Yaklaşık yirmi dakika sonra Lia odamdan çıkınca üzerimi değiştirdim. Boy aynasından kendimi inceleyince ne kadar güzel göründüğümü fark ettim. Fakat bir sorun vardı. Gözlerimde bir hüzün vardı. Dışarıdan biri bunu fark edemezdi. Anca beni bilen yada anlayabilen birisi fark ederdi sadece. Beyaz bir kalın atlet giymiştim. Altına da sarı bir eşofman geçirmiştim. Lia'nın aksine fazla rahat bir kombinim vardı. Yine de oldukça güzel gözüküyordum. Bugün önemli gün olduğu için saçlar mecbur bağlanırdı. Bende saçımı atkuyruğu yapmıştım.
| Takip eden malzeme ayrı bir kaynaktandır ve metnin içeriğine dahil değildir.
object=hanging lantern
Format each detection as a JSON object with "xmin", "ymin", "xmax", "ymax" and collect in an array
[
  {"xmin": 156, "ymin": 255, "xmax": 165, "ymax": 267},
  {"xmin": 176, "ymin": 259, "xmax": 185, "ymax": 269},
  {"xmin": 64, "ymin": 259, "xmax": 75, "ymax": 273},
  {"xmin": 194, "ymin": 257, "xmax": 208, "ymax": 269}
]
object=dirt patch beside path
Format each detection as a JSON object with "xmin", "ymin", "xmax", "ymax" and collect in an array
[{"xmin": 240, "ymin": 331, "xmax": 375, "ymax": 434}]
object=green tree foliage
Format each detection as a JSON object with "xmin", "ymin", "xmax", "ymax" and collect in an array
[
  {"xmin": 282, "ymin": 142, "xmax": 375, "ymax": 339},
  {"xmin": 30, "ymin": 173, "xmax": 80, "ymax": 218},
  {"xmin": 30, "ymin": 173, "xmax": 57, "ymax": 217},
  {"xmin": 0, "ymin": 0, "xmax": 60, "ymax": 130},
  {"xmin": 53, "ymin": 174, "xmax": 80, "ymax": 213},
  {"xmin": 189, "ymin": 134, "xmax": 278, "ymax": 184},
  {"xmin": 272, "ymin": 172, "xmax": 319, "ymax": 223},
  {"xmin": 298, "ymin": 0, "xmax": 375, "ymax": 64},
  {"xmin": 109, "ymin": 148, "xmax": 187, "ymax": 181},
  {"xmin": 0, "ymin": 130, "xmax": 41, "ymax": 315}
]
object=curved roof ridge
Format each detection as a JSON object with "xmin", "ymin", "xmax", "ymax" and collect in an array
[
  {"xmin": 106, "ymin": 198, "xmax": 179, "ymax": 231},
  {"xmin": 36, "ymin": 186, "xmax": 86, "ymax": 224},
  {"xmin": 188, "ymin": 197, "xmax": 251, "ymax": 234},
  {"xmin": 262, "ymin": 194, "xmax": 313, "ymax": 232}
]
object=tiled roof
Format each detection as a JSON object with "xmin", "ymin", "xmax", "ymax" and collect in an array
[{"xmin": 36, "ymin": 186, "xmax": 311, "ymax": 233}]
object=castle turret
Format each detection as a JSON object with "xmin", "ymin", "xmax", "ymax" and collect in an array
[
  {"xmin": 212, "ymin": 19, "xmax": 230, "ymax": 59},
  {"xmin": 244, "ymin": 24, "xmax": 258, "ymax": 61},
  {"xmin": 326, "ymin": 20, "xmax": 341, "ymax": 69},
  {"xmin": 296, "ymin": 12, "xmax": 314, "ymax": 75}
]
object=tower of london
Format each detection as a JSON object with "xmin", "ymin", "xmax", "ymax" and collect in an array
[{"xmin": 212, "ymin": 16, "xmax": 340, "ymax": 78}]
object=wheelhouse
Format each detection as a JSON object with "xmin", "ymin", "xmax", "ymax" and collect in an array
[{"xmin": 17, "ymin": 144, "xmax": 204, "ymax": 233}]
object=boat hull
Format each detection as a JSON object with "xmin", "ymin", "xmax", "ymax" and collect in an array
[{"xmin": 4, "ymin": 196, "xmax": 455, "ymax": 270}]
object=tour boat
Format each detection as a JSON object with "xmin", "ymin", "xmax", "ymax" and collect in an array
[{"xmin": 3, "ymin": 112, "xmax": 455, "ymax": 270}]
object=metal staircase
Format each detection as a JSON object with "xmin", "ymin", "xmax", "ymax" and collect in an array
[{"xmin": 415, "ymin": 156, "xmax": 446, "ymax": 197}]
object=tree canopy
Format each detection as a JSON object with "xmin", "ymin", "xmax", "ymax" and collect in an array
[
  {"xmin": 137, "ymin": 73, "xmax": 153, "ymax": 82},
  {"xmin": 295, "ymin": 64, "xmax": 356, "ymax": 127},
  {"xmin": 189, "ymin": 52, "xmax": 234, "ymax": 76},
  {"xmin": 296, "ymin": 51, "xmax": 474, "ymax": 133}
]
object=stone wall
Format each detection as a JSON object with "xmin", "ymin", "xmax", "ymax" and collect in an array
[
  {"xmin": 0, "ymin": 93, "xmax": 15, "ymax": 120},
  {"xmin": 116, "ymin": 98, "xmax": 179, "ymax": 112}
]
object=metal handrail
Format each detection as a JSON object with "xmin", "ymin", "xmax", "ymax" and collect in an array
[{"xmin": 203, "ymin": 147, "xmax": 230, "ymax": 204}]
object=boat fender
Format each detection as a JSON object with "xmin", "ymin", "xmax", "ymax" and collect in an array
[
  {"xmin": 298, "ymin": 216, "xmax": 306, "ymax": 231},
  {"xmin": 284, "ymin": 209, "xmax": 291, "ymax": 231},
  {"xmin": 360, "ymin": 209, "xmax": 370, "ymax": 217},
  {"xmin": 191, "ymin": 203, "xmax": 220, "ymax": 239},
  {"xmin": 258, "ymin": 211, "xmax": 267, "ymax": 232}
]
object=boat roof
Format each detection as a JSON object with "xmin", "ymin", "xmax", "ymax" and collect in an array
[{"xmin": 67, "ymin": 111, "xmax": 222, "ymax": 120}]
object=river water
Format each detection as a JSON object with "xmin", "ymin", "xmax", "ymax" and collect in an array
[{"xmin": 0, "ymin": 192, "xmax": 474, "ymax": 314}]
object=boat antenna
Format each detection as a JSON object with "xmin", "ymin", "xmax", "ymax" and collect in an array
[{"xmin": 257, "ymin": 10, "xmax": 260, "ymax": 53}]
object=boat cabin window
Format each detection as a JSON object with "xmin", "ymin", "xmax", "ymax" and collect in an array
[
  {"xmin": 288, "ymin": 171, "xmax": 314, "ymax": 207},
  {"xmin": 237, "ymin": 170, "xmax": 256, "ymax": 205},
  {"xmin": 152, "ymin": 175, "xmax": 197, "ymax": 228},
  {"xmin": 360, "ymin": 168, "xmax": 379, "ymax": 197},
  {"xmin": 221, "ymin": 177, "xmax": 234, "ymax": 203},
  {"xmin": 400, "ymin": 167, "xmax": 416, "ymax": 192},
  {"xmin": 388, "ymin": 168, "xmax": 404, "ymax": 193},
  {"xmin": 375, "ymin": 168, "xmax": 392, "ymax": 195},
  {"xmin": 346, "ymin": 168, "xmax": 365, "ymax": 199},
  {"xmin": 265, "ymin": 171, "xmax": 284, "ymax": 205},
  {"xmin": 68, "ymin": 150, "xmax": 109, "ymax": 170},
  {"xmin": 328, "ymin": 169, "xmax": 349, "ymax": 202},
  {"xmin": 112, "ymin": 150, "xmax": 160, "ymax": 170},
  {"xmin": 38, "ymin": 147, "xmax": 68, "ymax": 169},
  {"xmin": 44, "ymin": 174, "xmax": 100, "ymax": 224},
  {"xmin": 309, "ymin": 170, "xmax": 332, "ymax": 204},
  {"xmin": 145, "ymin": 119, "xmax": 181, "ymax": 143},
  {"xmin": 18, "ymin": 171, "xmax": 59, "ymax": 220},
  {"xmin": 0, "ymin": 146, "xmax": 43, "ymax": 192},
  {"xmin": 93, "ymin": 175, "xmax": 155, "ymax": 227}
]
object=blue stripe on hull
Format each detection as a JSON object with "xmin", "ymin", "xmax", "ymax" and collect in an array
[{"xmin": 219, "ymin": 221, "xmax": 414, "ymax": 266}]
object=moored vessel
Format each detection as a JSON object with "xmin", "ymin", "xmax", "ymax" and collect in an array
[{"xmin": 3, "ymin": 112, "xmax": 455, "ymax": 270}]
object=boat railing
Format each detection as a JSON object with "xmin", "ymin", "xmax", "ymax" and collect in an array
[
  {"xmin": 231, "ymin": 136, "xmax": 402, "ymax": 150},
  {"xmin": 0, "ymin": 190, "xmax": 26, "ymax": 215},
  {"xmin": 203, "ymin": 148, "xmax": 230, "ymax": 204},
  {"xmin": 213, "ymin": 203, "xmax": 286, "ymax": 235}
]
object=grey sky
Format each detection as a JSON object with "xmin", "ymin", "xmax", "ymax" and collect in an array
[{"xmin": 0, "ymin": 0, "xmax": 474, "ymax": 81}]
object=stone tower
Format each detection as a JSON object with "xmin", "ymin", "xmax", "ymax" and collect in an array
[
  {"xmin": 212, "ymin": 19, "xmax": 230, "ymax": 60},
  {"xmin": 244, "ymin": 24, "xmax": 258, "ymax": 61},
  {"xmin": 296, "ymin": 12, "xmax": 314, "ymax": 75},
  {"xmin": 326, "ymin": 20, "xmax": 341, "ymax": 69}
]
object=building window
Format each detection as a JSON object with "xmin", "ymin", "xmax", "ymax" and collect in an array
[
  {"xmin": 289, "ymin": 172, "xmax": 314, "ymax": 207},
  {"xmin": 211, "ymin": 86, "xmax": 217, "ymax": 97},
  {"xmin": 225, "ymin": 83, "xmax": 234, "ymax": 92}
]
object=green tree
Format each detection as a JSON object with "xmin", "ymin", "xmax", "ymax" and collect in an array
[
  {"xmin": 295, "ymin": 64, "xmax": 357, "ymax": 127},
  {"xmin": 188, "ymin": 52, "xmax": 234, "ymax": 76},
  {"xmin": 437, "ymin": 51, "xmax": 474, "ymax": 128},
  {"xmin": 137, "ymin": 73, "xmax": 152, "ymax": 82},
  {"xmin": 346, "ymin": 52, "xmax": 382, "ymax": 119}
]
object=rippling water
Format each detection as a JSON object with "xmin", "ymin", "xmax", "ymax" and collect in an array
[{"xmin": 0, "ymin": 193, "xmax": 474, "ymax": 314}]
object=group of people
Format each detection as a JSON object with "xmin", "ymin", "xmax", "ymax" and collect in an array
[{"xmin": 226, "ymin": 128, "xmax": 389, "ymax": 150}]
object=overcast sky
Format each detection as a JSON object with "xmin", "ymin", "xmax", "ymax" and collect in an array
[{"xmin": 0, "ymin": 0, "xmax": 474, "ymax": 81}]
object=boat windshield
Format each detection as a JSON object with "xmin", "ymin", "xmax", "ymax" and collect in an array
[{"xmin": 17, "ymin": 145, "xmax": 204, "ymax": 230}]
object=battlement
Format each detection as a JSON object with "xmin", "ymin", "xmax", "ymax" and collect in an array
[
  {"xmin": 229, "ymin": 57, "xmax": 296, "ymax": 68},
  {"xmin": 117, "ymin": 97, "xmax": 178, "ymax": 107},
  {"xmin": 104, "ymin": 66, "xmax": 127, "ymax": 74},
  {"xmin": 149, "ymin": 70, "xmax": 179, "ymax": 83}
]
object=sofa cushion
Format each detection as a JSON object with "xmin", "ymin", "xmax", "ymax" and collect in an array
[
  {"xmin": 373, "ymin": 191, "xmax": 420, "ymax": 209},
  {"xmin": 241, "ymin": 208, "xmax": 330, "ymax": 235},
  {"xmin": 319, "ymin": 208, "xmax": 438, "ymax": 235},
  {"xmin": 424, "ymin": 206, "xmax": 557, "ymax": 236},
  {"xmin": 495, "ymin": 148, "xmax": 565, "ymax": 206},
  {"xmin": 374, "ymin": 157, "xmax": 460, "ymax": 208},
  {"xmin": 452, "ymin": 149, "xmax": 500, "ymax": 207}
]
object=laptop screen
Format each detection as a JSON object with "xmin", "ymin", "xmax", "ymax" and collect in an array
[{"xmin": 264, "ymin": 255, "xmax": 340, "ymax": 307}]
Bağlanmış olan dalgalı saçlarım bana sevimli bir görüntü sunuyordu. Dışarıdan biri ne kadar cinayet işlediğimi tahmin bile edemezdi. Son olarak altıma bir çift sarı-beyaz düztabanlı ayakkabı geçirdim. Odamdan dışarıya çıktığımda malikanede adeta savaş yaşanıyordu.

Hizmetliler oradan oraya koşuşuyor, yemek tabaklarını özenle tutuyorlardı. Saattin beş buçuğa gelmesine çok az kaldığı için hepsi bir telaşa girmişlerdi. Derken yıllın ilk çanı çaldı. Adrien Malikanesi'nin ve İngiltere'nin soylu ailelerin birkaçının kullandığı gelenekti bu. Onlarda biz Türkler gibi yeni yılla Ocak'ta giriyordu fakat Sonbaharın gelişi, okulların açılışı ve yazın bitişi onlar için yeni yıl, yeni sezon demekti. Bu yüzden Black yıllın ilk yağmuru demişti. Bu 'Önemli Gün' isimli gelenek yaz a veda, yeni sezona merhaba partisi gibi bir şeydi.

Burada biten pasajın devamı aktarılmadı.